Continue this process:

  • Repeat the same attack for the first two bytes of the key. intermediate_1 shifted by 16 and 24 bits should have no trouble with this.
  • To get the other half of the key, change the attack to
k = [0x00, 0x01, 0x02, 0x00, 0, 0, 0, kguess]
...
int = (intermediate_2(pt[tnum], k) >> 0) & 0xff
and attack all four bytes like before. Note that you will not recover the top 5 bits of k[1] this way.
  • To clean up the two incomplete bytes, switch to intermediate_3 and retry these two guesses.

If all goes well, you should be able to recover the entire key this way!

More Ideas

This guide has walked through a very basic CPA attack on TEA encryption.
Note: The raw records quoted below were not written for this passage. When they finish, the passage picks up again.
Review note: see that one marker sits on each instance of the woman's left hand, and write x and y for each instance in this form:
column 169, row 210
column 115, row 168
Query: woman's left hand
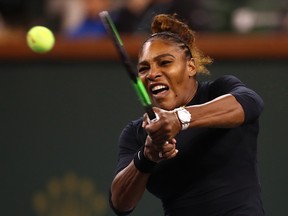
column 164, row 129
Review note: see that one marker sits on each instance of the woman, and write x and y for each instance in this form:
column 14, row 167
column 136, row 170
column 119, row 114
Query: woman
column 199, row 157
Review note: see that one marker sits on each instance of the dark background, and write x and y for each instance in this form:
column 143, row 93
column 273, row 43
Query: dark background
column 59, row 117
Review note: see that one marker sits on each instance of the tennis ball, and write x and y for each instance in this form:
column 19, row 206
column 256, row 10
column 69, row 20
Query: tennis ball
column 40, row 39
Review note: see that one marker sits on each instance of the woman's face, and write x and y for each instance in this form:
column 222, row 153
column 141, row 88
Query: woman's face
column 168, row 75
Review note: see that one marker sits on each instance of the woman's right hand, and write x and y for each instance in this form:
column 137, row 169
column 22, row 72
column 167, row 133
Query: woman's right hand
column 156, row 152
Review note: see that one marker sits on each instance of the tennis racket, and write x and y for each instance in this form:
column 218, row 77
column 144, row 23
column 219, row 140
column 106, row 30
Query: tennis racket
column 136, row 81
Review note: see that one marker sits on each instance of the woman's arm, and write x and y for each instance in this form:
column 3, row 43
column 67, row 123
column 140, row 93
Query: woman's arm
column 223, row 112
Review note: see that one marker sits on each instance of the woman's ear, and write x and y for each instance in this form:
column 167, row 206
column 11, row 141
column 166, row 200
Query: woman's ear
column 191, row 67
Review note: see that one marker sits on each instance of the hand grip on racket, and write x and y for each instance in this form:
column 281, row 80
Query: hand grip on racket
column 136, row 81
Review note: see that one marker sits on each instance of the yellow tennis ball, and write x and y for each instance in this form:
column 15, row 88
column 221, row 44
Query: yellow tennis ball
column 40, row 39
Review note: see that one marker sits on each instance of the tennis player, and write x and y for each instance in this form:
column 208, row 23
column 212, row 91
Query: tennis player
column 200, row 157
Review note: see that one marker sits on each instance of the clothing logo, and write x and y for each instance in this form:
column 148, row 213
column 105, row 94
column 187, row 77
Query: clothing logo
column 70, row 196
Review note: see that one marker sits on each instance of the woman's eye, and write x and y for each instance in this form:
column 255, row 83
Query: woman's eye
column 166, row 62
column 142, row 69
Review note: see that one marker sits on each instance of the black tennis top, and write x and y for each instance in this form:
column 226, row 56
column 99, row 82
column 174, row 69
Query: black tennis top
column 215, row 171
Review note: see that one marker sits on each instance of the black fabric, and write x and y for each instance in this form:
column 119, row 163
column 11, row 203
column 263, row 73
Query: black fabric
column 143, row 164
column 215, row 171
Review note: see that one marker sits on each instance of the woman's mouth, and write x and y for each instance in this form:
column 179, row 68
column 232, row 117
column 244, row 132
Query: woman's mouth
column 156, row 89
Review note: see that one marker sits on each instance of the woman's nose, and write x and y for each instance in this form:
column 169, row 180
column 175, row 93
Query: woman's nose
column 153, row 73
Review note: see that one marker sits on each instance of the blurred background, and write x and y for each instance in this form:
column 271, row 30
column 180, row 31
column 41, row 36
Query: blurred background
column 61, row 113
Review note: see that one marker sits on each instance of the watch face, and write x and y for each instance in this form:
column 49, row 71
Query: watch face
column 184, row 116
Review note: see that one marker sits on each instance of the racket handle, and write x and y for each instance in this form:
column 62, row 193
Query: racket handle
column 151, row 114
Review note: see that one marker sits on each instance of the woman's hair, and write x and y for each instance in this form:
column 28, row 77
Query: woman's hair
column 168, row 27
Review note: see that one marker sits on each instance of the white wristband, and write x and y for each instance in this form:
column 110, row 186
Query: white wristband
column 184, row 117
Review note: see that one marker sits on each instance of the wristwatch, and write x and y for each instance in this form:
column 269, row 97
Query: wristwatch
column 184, row 117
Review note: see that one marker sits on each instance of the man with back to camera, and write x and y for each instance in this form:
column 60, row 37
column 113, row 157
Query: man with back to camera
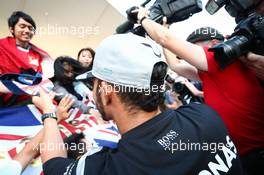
column 17, row 54
column 128, row 76
column 235, row 92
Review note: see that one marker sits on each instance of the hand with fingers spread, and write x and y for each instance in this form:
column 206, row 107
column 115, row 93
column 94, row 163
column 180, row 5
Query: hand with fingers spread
column 44, row 101
column 65, row 104
column 136, row 14
column 255, row 62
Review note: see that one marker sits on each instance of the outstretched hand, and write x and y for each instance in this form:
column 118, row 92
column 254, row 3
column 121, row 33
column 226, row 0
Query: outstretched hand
column 63, row 109
column 44, row 101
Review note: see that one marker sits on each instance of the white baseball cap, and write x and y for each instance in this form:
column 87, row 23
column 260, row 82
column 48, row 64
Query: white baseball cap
column 126, row 60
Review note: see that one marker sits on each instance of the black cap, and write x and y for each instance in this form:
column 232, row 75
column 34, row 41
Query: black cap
column 205, row 34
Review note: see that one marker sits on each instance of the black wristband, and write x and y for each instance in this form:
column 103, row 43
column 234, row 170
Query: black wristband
column 142, row 19
column 49, row 115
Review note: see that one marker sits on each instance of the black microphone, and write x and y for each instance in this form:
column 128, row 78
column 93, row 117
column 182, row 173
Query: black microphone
column 124, row 27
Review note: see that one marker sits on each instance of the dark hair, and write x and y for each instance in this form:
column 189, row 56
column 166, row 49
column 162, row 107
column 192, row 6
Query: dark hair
column 63, row 80
column 14, row 18
column 141, row 100
column 92, row 53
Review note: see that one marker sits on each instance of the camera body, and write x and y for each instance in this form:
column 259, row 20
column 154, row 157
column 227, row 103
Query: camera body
column 174, row 10
column 185, row 95
column 248, row 35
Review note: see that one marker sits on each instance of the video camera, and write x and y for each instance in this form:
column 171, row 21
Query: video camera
column 185, row 95
column 248, row 34
column 174, row 10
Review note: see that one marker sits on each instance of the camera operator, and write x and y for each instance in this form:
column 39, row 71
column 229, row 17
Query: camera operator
column 234, row 92
column 254, row 61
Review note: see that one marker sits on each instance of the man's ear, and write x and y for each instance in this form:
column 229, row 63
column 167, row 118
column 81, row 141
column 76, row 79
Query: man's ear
column 11, row 29
column 106, row 92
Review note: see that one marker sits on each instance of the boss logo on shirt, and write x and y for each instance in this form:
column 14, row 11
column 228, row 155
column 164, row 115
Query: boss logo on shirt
column 166, row 140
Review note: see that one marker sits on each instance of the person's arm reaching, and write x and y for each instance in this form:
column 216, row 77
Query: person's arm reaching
column 192, row 53
column 181, row 67
column 51, row 130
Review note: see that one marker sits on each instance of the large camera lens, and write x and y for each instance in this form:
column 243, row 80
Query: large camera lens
column 227, row 52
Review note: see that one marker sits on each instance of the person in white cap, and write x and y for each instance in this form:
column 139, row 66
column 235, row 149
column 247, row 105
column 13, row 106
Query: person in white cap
column 128, row 76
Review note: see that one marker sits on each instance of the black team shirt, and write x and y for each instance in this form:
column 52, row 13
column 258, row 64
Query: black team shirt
column 189, row 140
However, we could take this a lot further...

  • This was a very "manual" attack: we had to guide our code through each of the single-byte attacks. It would be good to have a more automatic attack that combines all of the information from all three attack points, rather than picking and choosing bytes to attack.
  • We had to use a lower optimization level so that we could see the power signature from the sensitive attack points. Can we avoid this? Maybe it's possible to use a different sampling method to find more leakage.
  • A template attack might be a more powerful way to perform this attack. There are several points that we could create a template for, including the three points that we examined in this attack.